目視点検では、作業員が1カ所ごとに巡回して点検するため、単位時間あたりの点検数が少なくなります。一方、ヘリコプターは短時間に多くの点検場所を巡回できるので、単位時間あたりの点検数は多くなります。

 

効率性よりも優先的に考えなければならない安全性

大きなコストダウンとなったケース(A)~(C)をもう少し分析してみましょう。これらはヘリコプター点検とドローン点検の違いを如実に示しています。

ケース(A)は、過疎地にある6本のポールを点検した場合です。ヘリコプターでは1時間足らずで終わる点検ですが、ドローンでは約5倍の時間がかかっています。ちなみに、作業時間は、各業務担当者(オペレーター、カメラマン、サポートスタッフ)が使った時間の合計なので、実際の作業時間は約半分と見てよいでしょう。
コスト削減効果は大きく、ヘリコプターに比べドローンが約5分の1で済んでいます。

ケース(B)は、過疎地にある20 本のポールを点検した場合です。ヘリコプターでは90分足らずで終わっていますが、ドローン点検では約5倍の7時間です。コストを比較するとヘリコプターに比べ、ドローンは6分の1で済んでいます。

注目したいのは、ドローン点検におけるポール1本あたりの点検費用です。ケース(A) では1 本約57.5ドル、ケース(B)では24.25ドルとポールの数が増えるに従って、急速にドローン点検のコスト優位性は上っています。

ケース(C)は、人がなかなか近づけない山岳地の山腹にあるポールの点検です。ヘリコプターでは1時間で終わっていますが、ドローンでは4時間かかっています。

この場合、時間の多くはポールに近づくために使われています。費用的には、ドローンが約7分の1と安く済んでいますが、山中に分け入る作業員の安全性を考えると、「安い」とはいえ一概にドローン点検を優先するわけにもいかないでしょう。

ただ規制が緩和され、視野外飛行が可能になれば、状況は変わります。自動飛行が可能になれば、ドローンの飛行距離と飛行時間が伸び、こうした山腹での危険な点検作業は、コスト面でも、安全面でもドローンが優位になるでしょう。

 

ドローンの導入には場所や環境を考慮する必要あり

次に、ドローン点検が割高になるケースも出た「車両巡回による目視点検」です。ドローン点検も目視点検も現地に移動して作業をおこなう点では変わらず、作業時間もあまり変わりません。そこでポールあたりのコスト比較が重要になります。

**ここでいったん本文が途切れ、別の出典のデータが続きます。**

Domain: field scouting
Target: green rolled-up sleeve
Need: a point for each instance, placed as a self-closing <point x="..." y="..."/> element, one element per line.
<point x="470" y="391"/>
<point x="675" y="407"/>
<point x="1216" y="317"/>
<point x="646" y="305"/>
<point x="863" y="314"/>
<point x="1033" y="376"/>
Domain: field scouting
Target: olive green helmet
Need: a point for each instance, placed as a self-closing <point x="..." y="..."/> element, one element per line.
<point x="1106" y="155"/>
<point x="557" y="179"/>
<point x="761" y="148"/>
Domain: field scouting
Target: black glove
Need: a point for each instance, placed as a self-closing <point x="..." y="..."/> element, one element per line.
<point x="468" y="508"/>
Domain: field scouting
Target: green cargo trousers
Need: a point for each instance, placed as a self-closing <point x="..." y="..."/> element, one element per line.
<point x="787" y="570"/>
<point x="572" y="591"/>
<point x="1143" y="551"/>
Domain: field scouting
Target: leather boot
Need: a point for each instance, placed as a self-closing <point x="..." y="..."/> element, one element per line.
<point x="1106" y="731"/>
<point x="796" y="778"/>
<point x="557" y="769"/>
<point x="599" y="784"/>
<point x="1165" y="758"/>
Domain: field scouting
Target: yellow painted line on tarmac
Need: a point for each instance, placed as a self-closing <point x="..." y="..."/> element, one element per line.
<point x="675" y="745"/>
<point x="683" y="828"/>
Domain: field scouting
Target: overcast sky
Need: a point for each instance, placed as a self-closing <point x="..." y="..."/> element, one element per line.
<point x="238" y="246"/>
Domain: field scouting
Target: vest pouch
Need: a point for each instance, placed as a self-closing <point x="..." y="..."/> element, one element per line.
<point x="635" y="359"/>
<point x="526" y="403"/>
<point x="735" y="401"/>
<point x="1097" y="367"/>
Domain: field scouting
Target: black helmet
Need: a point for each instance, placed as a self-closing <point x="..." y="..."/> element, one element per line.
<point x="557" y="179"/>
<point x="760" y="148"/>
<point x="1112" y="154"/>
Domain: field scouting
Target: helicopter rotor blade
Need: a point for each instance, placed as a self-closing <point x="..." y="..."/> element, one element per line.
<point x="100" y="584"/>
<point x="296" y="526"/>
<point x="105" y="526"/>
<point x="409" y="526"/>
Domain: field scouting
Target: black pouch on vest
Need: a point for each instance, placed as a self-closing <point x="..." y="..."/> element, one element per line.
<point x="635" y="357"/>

ドローン点検が優位にあるのは、ケース(D)です。これは渓谷の住宅地にあるポールの検査で、目視点検では人が斜面を登るため危険ですし、時間もかかります。一方、ドローン点検であれば、斜面に関係なくポールまで飛んで行って検査できます。そのため、ドローン点検が、目視点検コストの約6分の1になっています。
逆に、ポールの下まで車で移動できる、ケース(E)~(G)は目視点検がポールあたり3ドルを下回り、圧倒的に安上がりになります。簡単にまとめると、以下のような結論になります。

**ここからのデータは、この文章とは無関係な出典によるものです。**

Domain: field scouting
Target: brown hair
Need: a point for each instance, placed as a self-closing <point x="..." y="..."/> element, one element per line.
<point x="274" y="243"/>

・ 過疎地や山岳地帯など、ヘリコプターを利用している地域、あるいは渓谷などの人が近づきにくい場所では、ドローン点検コストは既存手法より5分の1で済むむ

一方、車でアクセスできる住宅地などでは、ドローン点検のコスト優位はない。

(以上、『ドローンビジネスレポート』より抜粋)

アメリカ在住のドローンコンサルタント、小池良次氏が登壇するドローンビジネス最新トレンドカンファレンスは5月24日(金)開催です。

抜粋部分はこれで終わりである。